The July 28 decision by the U.S. Court of Appeals for the Seventh Circuit was the first by a federal circuit court to address the question since the Equal Employment Opportunity Commission in July 2015 held in an administrative ruling that bias based on sexual orientation is sex discrimination and thus violates Title VII of the 1964 Civil Rights Act.
The EEOC's general counsel said he disagreed with the court's conclusion. Gay rights groups' representatives expressed disappointment and renewed their calls for Congress to pass the Equality Act (S. 1858, H.R. 3185).
Two other federal appeals courts have pending cases raising the same issue, so they probably also will rule on whether Title VII reaches sexual orientation.
Absent congressional action, the U.S. Supreme Court ultimately may have to resolve the matter. No federal appeals court yet has ruled that Title VII prohibits bias based on sexual orientation.

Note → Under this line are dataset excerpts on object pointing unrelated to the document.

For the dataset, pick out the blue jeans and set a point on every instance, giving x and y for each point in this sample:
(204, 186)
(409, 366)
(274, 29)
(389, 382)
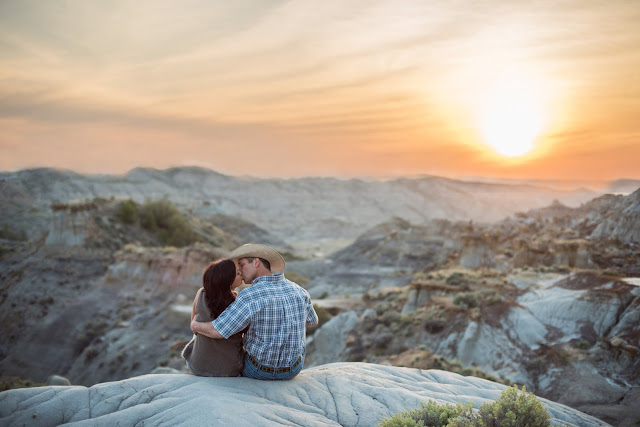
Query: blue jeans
(252, 371)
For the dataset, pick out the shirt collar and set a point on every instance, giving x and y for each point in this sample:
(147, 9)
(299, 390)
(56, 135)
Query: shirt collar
(277, 277)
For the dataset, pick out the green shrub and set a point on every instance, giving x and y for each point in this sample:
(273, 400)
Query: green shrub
(516, 408)
(466, 300)
(431, 414)
(128, 212)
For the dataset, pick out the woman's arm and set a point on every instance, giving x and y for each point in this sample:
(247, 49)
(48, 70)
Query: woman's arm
(195, 300)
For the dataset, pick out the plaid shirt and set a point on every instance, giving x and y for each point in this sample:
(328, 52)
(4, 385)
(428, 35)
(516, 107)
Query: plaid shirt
(276, 310)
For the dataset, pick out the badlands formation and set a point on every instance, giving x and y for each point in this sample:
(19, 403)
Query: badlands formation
(511, 287)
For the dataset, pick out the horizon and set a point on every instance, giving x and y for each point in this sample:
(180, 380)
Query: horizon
(558, 184)
(384, 90)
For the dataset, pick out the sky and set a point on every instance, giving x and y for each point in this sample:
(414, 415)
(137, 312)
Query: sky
(546, 89)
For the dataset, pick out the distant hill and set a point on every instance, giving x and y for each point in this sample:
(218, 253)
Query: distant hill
(291, 209)
(624, 186)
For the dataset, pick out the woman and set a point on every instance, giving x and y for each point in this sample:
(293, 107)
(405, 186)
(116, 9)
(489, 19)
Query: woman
(210, 357)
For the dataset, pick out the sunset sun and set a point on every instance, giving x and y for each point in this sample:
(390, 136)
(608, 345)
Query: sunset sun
(511, 119)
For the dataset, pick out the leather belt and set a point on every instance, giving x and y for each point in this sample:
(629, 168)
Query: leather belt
(267, 369)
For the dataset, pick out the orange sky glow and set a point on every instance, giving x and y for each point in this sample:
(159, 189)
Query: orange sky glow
(541, 90)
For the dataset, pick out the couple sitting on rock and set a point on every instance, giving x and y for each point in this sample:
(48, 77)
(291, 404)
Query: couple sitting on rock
(257, 333)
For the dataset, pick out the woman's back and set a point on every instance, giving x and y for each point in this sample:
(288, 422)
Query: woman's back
(214, 357)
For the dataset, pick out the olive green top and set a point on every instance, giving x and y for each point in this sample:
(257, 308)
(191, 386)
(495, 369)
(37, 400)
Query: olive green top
(214, 357)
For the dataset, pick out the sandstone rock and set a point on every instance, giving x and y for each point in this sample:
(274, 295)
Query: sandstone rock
(58, 380)
(330, 341)
(350, 394)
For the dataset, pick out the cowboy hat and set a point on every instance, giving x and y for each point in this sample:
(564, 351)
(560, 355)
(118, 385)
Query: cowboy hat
(251, 250)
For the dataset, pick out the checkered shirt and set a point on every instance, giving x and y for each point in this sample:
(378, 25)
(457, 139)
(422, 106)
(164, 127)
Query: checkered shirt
(276, 310)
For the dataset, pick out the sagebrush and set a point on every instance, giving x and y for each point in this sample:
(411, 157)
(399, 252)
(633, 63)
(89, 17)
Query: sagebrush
(515, 408)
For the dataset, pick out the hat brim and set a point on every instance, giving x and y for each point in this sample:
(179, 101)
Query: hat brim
(251, 250)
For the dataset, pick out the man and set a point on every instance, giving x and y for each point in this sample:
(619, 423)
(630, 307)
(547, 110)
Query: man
(275, 309)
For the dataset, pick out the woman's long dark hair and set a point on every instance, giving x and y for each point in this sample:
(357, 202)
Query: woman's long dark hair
(217, 280)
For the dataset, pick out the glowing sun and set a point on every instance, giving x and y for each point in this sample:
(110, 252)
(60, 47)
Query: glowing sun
(511, 119)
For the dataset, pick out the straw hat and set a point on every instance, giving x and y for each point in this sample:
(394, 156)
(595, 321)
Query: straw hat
(251, 250)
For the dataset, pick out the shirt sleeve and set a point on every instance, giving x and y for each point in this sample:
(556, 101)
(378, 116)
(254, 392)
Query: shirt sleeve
(234, 318)
(312, 317)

The Seventh Circuit panel said it was bound by circuit precedent rejecting recognition of sexual-orientation bias claims under Title VII, as well as repeated congressional inaction on efforts to amend federal civil rights law to include bias protections for gay workers.
It therefore affirmed a district court's dismissal of lesbian college instructor Kimberly Hively's Title VII claims that Ivy Tech Community College denied her a full-time position and promotions because of her sexual orientation.
Nevertheless, citing “changing workplace norms,” the panel examined the reasoning underlying the EEOC's decision in Baldwin v. Foxx (E.E.O.C. 2015).
The EEOC in that federal sector case ruled Title VII prohibits bias based on sexual orientation, setting out three justifications for its conclusion.
The agency said sexual orientation bias is inherently sex discrimination, that precedent prohibiting sex bias based on failure to conform with gender norms must encompass sexual orientation and that race bias cases based on associational discrimination by analogy extend to persons discriminated against for same-sex relationships.
“Perhaps the writing is on the wall” for a change in federal law, but that change must come from Congress or the Supreme Court, Judge Ilana Diamond Rovner wrote, in an opinion joined by Judges William Bauer and Kenneth Ripple.
Ripple didn't join the parts of the opinion in which the court re-examined the judicial history of sexual orientation claims under Title VII in light of the EEOC's Baldwin decision.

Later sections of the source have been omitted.